Si une telle majorité du FOMC pense qu’il faut encore durcir la politique monétaire, on peut se demander pourquoi la décision n’a pas été prise dès la réunion du 14 juin. Après tout, pour éviter de prendre les marchés à contrepied, il aurait été facile de suggérer au Fed watcher du WSJ un article opportun en ce sens la veille. Cela s’est déjà vu. Jerome Powell justifie la combinaison statu quo/biais haussier en distinguant deux paramètres: le niveau terminal et la vitesse de hausse des taux. L’an dernier, le critère-clé était la vitesse, pas cette année. Il n’y aurait donc pas de contradiction selon lui à relever le taux terminal (lui- même une cible mouvante) tout en ralentissant le pas pour l’atteindre. C’était la même idée qui présidait au passage du rythme de hausses de taux de 75 à 50, puis de 50 à 25pdb.
D’ici fin juillet, la Fed n’aura qu’un point de plus sur toutes les données macro. Ces données peuvent contenir une part de bruit et être sujettes à des révisions ultérieures. A ce jour, le FOMC estime que les risques sont haussiers sur l’inflation, et même un peu plus qu’il y a trois mois, et baissiers sur la croissance, un peu moins qu’il y a trois mois (graphe). Il n’est pas dit que la balance des risques change radicalement d’ici là. La position par défaut de la Fed semble être la hausse des taux, mais si les chiffres de prix et d’activité déçoivent, une nouvelle pause reste tout à fait envisageable.
Economie
En mai, l’indice des prix à la consommation a augmenté de 0.1% m/m, bénéficiant d’un nouveau recul des prix de l’énergie (-3.6% m/m). Comme la hausse du CPI avait été de 0.9% en mai 2022, un fort effet de base fait tomber le taux d’inflation à 4%, au plus bas depuis deux ans. A noter que l’effet de base sera encore plus large le mois prochain (1.2 point), de quoi amener le rythme d’inflation vers 3%.
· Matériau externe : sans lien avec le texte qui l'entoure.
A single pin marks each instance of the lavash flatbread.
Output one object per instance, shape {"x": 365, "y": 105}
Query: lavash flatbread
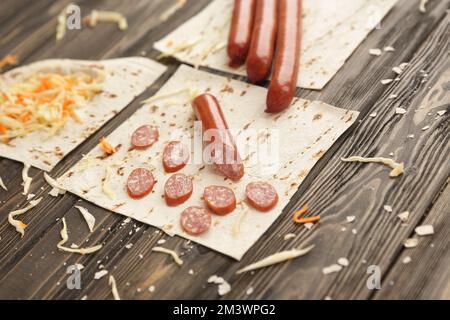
{"x": 306, "y": 131}
{"x": 125, "y": 79}
{"x": 332, "y": 30}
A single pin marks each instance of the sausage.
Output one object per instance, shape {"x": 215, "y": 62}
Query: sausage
{"x": 240, "y": 31}
{"x": 261, "y": 195}
{"x": 144, "y": 137}
{"x": 195, "y": 220}
{"x": 175, "y": 156}
{"x": 220, "y": 200}
{"x": 287, "y": 56}
{"x": 140, "y": 183}
{"x": 178, "y": 189}
{"x": 262, "y": 46}
{"x": 225, "y": 154}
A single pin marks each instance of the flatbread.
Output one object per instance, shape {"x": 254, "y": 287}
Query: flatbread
{"x": 125, "y": 79}
{"x": 332, "y": 30}
{"x": 306, "y": 131}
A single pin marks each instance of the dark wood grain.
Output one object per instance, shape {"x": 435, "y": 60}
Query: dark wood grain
{"x": 32, "y": 267}
{"x": 426, "y": 276}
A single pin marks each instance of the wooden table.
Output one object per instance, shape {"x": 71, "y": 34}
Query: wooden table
{"x": 33, "y": 268}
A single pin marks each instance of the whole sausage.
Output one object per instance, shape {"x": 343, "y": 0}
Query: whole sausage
{"x": 195, "y": 220}
{"x": 261, "y": 195}
{"x": 287, "y": 56}
{"x": 140, "y": 183}
{"x": 262, "y": 46}
{"x": 225, "y": 155}
{"x": 220, "y": 200}
{"x": 144, "y": 137}
{"x": 178, "y": 189}
{"x": 240, "y": 31}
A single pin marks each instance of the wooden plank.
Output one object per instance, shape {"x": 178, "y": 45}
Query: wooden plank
{"x": 299, "y": 279}
{"x": 362, "y": 190}
{"x": 427, "y": 275}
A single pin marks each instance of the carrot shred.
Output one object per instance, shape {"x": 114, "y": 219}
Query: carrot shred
{"x": 300, "y": 212}
{"x": 308, "y": 220}
{"x": 107, "y": 147}
{"x": 8, "y": 60}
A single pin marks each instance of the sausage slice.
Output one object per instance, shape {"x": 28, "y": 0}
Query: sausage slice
{"x": 178, "y": 189}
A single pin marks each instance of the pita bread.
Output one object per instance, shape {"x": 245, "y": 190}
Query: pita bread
{"x": 299, "y": 137}
{"x": 332, "y": 30}
{"x": 125, "y": 79}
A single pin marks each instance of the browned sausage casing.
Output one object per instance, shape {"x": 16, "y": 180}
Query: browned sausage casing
{"x": 287, "y": 57}
{"x": 262, "y": 46}
{"x": 209, "y": 112}
{"x": 240, "y": 31}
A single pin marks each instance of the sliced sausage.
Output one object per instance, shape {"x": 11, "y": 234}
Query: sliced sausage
{"x": 224, "y": 155}
{"x": 140, "y": 183}
{"x": 144, "y": 137}
{"x": 261, "y": 195}
{"x": 220, "y": 200}
{"x": 262, "y": 46}
{"x": 240, "y": 31}
{"x": 175, "y": 156}
{"x": 287, "y": 56}
{"x": 195, "y": 220}
{"x": 178, "y": 189}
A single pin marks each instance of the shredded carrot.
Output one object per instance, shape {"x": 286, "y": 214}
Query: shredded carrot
{"x": 308, "y": 220}
{"x": 8, "y": 60}
{"x": 45, "y": 100}
{"x": 300, "y": 212}
{"x": 107, "y": 147}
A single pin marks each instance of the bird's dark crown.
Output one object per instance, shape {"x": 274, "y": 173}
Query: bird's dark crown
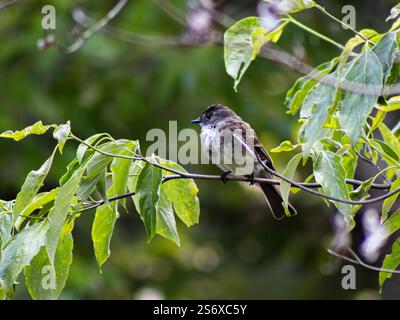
{"x": 217, "y": 111}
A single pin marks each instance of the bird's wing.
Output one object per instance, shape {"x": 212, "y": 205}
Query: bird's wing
{"x": 258, "y": 150}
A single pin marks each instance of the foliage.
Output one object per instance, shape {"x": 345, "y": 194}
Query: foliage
{"x": 342, "y": 105}
{"x": 337, "y": 124}
{"x": 36, "y": 228}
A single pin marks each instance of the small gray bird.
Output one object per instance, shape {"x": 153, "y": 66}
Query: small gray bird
{"x": 222, "y": 130}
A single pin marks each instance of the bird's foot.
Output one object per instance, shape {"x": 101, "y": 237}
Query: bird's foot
{"x": 224, "y": 176}
{"x": 250, "y": 179}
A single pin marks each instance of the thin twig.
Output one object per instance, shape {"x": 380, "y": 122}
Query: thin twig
{"x": 357, "y": 260}
{"x": 7, "y": 4}
{"x": 319, "y": 194}
{"x": 375, "y": 165}
{"x": 96, "y": 27}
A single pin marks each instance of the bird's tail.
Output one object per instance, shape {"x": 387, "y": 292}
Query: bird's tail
{"x": 274, "y": 200}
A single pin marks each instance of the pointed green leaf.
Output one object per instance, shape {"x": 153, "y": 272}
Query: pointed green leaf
{"x": 20, "y": 251}
{"x": 242, "y": 43}
{"x": 391, "y": 262}
{"x": 183, "y": 195}
{"x": 354, "y": 108}
{"x": 330, "y": 173}
{"x": 166, "y": 225}
{"x": 31, "y": 186}
{"x": 59, "y": 212}
{"x": 385, "y": 50}
{"x": 39, "y": 201}
{"x": 147, "y": 192}
{"x": 103, "y": 228}
{"x": 297, "y": 94}
{"x": 45, "y": 281}
{"x": 38, "y": 129}
{"x": 289, "y": 172}
{"x": 394, "y": 12}
{"x": 61, "y": 134}
{"x": 285, "y": 146}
Que l’on considère les évolutions sur un, trois ou douze mois, la tendance est au freinage de la hausse des prix, à l’exception de quelques types de dépenses. Du côté des biens, l’élément perturbateur est le prix des véhicules d’occasion qui a rebondi fortement pour le deuxième mois de suite (+4.4% m/m). C’est une réaction retardée par rapport aux indices du secteur privé (Manheim, Black Book) qui pointent désormais à nouveau vers la modération. Du côté des services, les tensions restent fortes sur la composante « logements » constituée des loyers et loyers imputés. Leur hausse tend à plafonner depuis peu à environ 8% sur un an. A l’opposé, les nouveaux loyers qui avaient bondi en 2021 enregistrent une forte modération depuis plus d’un an. Selon l’indice Zillow, leur hausse est inférieure à 5% en mai, contre plus de 15% au printemps 2022. Compte tenu de la révision échelonnée des contrats de location, il faut attendre au moins un an avant que le CPI-loyers suive la même direction. L’effet devrait être pleinement visible dès le S2 2023.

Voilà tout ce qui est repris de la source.